Foodservice Equipment Reports

UNIT DESIGN: Cat Cora's SFO Experience

Terminal 2 at San Francisco Airport is a bustling place. And of all the busy eateries there, few see more action-per-square-foot than Chef Cat Cora’s new 78-seat tapas/cocktail/raw bar concept. The kitchen crew serves everything from breakfast and lunch to dinner and late-night snacks from a work space that’s barely a smidge over 300 sq. ft.

“The entire kitchen’s a stage,” says kitchen creator Frank Muller, principal of Muller Design in Minden, Utah. By necessity, <i>all<i/>culinary action, from prep to cooking to plating, can be viewed from most of the bar seats.

Preparing For Takeoff

As is so often the case, the project had an interesting genesis, and it didn’t start with a clean sheet of paper. There was a space, and there was an operator. The rest was tricky.

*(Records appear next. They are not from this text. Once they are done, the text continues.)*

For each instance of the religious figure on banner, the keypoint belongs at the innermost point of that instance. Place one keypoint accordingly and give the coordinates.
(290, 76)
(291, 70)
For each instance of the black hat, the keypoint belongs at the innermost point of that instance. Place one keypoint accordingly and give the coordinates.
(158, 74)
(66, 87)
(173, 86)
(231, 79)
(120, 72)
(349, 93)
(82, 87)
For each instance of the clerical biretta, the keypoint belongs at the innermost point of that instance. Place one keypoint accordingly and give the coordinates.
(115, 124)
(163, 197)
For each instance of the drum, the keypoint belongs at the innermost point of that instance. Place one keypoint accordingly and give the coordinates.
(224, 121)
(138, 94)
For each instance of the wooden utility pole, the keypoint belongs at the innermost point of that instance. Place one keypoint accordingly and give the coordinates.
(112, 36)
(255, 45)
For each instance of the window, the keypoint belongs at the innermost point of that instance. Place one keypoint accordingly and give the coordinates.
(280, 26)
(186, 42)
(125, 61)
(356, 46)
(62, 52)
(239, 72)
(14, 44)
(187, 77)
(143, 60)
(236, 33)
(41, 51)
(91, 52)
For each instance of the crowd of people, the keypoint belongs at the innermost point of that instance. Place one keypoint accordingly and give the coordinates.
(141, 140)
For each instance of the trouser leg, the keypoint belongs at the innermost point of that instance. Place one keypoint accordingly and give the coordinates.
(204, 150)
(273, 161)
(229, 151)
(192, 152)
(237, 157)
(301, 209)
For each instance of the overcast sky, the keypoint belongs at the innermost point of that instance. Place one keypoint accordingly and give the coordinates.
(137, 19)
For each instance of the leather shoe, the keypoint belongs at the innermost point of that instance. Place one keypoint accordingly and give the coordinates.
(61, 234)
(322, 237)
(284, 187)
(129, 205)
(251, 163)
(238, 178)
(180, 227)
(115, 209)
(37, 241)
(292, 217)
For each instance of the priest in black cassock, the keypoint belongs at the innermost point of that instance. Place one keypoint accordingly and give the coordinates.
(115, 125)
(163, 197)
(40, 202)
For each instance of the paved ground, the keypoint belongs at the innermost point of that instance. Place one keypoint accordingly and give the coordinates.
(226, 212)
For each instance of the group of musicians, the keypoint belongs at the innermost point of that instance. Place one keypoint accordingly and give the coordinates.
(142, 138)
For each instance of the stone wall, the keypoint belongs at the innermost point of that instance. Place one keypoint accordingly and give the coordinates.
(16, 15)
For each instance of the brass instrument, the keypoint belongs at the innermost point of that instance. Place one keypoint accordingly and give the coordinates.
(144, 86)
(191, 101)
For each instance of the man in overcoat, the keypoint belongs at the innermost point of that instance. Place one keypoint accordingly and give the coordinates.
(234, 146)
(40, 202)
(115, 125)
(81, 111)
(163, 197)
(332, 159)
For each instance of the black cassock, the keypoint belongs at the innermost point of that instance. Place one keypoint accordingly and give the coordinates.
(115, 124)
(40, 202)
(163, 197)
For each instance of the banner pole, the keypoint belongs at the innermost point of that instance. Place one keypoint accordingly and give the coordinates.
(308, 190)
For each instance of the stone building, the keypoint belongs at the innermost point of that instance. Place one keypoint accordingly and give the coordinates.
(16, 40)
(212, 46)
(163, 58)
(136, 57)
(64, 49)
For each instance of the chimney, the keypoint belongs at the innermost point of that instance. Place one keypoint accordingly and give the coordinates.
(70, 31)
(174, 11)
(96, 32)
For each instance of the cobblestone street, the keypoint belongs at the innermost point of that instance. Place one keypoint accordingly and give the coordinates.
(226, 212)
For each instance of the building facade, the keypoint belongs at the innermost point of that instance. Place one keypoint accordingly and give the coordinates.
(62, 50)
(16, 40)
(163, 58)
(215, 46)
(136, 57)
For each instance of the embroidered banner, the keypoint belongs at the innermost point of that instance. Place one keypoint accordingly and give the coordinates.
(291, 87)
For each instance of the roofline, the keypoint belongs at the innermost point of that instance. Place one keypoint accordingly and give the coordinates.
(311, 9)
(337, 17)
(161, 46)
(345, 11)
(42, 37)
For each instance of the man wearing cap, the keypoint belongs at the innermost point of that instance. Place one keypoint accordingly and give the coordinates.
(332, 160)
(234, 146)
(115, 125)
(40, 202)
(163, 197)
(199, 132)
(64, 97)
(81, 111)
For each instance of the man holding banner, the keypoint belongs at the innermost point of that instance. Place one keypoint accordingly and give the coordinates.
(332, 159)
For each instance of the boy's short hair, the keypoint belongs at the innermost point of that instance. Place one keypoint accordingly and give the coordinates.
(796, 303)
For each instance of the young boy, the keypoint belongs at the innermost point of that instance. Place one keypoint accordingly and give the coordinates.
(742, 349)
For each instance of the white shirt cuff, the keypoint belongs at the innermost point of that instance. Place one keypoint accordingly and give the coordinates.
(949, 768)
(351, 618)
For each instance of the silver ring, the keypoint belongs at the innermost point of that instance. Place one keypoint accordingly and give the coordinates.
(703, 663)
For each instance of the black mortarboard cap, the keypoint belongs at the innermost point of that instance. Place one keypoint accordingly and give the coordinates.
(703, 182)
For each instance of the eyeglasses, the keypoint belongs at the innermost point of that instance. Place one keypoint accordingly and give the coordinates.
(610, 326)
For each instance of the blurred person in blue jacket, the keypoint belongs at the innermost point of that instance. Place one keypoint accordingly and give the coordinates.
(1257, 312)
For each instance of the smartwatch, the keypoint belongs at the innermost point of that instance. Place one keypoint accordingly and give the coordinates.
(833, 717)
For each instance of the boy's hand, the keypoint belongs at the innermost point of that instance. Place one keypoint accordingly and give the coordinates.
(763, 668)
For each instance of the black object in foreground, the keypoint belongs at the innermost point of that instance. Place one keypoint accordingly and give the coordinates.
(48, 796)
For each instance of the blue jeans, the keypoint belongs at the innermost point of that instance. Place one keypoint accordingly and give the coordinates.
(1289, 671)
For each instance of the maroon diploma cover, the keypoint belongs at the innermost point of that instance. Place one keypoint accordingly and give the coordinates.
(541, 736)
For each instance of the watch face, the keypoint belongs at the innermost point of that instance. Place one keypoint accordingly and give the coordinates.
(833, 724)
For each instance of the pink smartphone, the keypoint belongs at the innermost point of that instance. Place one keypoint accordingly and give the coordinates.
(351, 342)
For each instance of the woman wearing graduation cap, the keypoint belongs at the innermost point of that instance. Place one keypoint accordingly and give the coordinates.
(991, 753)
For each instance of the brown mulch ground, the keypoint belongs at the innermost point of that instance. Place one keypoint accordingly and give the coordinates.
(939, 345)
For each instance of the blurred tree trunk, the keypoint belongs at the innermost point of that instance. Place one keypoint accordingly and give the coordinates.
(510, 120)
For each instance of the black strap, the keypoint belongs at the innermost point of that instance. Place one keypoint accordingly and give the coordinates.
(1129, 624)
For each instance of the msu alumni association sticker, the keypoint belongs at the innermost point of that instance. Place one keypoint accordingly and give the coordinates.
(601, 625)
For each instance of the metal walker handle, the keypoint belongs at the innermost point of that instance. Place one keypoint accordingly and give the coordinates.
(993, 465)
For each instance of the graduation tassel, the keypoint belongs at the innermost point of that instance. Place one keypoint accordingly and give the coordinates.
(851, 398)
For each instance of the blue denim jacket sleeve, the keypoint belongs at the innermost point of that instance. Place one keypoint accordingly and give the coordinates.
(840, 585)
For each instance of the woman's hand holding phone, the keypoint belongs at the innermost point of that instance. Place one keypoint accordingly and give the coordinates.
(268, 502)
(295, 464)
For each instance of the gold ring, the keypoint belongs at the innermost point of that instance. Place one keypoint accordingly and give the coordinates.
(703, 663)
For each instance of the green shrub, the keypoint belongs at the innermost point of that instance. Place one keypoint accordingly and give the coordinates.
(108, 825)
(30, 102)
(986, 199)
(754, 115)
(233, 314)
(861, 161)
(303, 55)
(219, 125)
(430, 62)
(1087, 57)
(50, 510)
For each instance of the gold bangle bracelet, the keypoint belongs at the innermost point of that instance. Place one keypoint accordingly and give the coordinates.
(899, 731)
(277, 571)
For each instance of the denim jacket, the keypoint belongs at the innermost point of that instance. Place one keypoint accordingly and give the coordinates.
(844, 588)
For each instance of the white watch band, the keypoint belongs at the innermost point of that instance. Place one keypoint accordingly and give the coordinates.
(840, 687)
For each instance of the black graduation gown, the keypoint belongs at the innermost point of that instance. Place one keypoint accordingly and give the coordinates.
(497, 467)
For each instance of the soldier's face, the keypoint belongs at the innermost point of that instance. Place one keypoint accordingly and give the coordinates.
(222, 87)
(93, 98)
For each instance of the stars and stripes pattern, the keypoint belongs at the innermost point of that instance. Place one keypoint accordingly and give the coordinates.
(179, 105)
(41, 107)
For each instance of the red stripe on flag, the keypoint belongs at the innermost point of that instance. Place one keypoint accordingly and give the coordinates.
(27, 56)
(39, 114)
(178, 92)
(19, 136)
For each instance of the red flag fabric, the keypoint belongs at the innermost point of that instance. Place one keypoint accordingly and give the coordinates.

Atlanta-based airport concessions development firm Hojeij Branded Foods had an idea for a marquee-chef concept. The space was at SFO. Long story short, HBF contacted Chef Cat Cora, known for being the only woman Iron Chef in either the U.S. or Japanese editions of the televised culinary competition. Would she be interested? Yes.

The space, it turned out, was 1,952 sq. ft. HBF pretty much handed it to Cora as a blank slate. Cora chose a combination tapas/raw bar concept. “I wanted high-quality, small, quick plates that would take airport food to new levels,” Cora says.

Gary Semling, the lead architect on the project, designated all of 304 sq. ft. for the kitchen and tapped a longtime colleague, kitchen designer Muller, to figure out kitchen details. An additional 250 sq. ft. was set aside for the raw bar (seating eight) and beer bar (seating 10). The eatery’s remaining 1,398 sq. ft. were reserved for the 60-seat dining area.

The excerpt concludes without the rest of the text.